A runner travels 100 m in 10.9 s. Assume that it takes him 1.35 s to reach his top speed, which is then maintained for the rest of the race. Find the following values:
a) acceleration during the first 1.35 s
b) maximum speed
(1/2)*a*(1.35)^2 + Vmax*(9.55) = 100 m
You need a second equation to solve for two unknowns. Here it is:
a*1.35 = Vmax
Therefore
(1/2)*a*(1.35)^2 + 12.89 a = 100
13.80 a = 100
a = 7.246 m/s^2
Vmax = 9.78 m/s
To find the values requested, we will use the formulas of motion. Let's break down the problem into two parts: the initial acceleration and the subsequent constant velocity.

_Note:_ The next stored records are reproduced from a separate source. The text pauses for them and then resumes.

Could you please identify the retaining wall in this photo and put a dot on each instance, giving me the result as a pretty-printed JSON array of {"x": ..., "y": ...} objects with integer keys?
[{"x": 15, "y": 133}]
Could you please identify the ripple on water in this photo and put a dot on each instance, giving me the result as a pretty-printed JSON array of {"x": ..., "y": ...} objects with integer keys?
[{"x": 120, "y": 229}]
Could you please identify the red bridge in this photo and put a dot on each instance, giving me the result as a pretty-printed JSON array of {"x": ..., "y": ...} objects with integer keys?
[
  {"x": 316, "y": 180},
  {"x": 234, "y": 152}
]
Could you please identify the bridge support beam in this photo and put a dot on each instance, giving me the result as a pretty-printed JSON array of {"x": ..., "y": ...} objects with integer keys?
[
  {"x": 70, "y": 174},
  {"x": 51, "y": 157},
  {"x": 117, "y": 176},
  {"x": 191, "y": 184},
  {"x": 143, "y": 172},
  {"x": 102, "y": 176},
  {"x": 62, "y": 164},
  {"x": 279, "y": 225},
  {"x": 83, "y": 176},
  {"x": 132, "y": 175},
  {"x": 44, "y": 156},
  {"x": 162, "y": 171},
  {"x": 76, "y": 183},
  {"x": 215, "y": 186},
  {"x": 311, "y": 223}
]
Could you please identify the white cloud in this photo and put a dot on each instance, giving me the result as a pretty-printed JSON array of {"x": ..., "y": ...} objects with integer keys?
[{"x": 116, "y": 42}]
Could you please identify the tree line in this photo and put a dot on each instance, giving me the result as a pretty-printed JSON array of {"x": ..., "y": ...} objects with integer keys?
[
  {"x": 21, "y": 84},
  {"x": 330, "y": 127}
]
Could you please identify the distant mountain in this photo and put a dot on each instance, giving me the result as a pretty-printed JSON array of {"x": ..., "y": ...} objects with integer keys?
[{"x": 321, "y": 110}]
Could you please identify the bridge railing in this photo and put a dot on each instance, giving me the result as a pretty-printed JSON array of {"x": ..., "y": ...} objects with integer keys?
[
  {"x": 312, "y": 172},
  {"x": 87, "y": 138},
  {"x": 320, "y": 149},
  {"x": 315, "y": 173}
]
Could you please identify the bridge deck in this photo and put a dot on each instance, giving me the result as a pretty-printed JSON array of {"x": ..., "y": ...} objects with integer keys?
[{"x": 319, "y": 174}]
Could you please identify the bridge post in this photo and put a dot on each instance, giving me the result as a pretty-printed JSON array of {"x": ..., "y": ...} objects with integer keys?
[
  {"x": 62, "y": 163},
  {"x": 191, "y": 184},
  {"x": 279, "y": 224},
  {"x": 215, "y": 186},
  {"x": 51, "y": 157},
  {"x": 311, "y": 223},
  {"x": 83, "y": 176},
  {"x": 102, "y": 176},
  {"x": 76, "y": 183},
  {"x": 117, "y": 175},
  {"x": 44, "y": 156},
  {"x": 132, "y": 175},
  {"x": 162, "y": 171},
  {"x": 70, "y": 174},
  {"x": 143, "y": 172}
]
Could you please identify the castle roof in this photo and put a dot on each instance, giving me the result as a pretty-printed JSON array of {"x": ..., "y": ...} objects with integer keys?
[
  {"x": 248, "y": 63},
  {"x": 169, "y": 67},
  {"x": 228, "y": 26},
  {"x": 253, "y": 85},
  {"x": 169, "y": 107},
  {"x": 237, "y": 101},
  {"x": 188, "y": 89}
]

a) Acceleration during the first 1.35 seconds:
Acceleration can be calculated using the equation: acceleration (a) = change in velocity (Δv) / time taken (Δt). In this case, Δv is the change in velocity, and Δt is the time taken.
Given:
Initial velocity (u) = 0 m/s (since the runner starts from rest)
Final velocity (v) = unknown
Time taken (t) = 1.35 s
We need to find Δv, which is the change in velocity during the first 1.35 seconds. We know that:
Δv = v - u
Rearranging the equation:
v = Δv + u
Since the runner starts from rest, the initial velocity (u) is 0 m/s. Therefore:
v = Δv + 0
v = Δv
So, we only need to calculate the change in velocity (Δv). Using the formula:
Δv = a × t
Substituting the given values:
Δv = a × 1.35 s
Now, we need to find the value of Δv using another given information. The runner traveled 100 m in 10.9 seconds. If we only consider the first 1.35 seconds for Δv, we can write the equation:
100 m = Δv × 10.9 s
Rearranging and isolating Δv:
Δv = 100 m / 10.9 s
Therefore, the acceleration during the first 1.35 seconds (a) can be calculated as:
a = Δv / t
a = (100 m / 10.9 s) / 1.35 s
b) Maximum speed:
Since the runner reaches his top speed and then maintains it for the rest of the race, the maximum speed will be maintained throughout the race.
From the given information, the runner traveled 100 m in 10.9 seconds. Therefore, we can calculate the maximum speed (v_max) using the formula:
v_max = distance (d) / time (t)
Substituting the given values:
v_max = 100 m / 10.9 s
So, the maximum speed of the runner is v_max = 100 m / 10.9 s.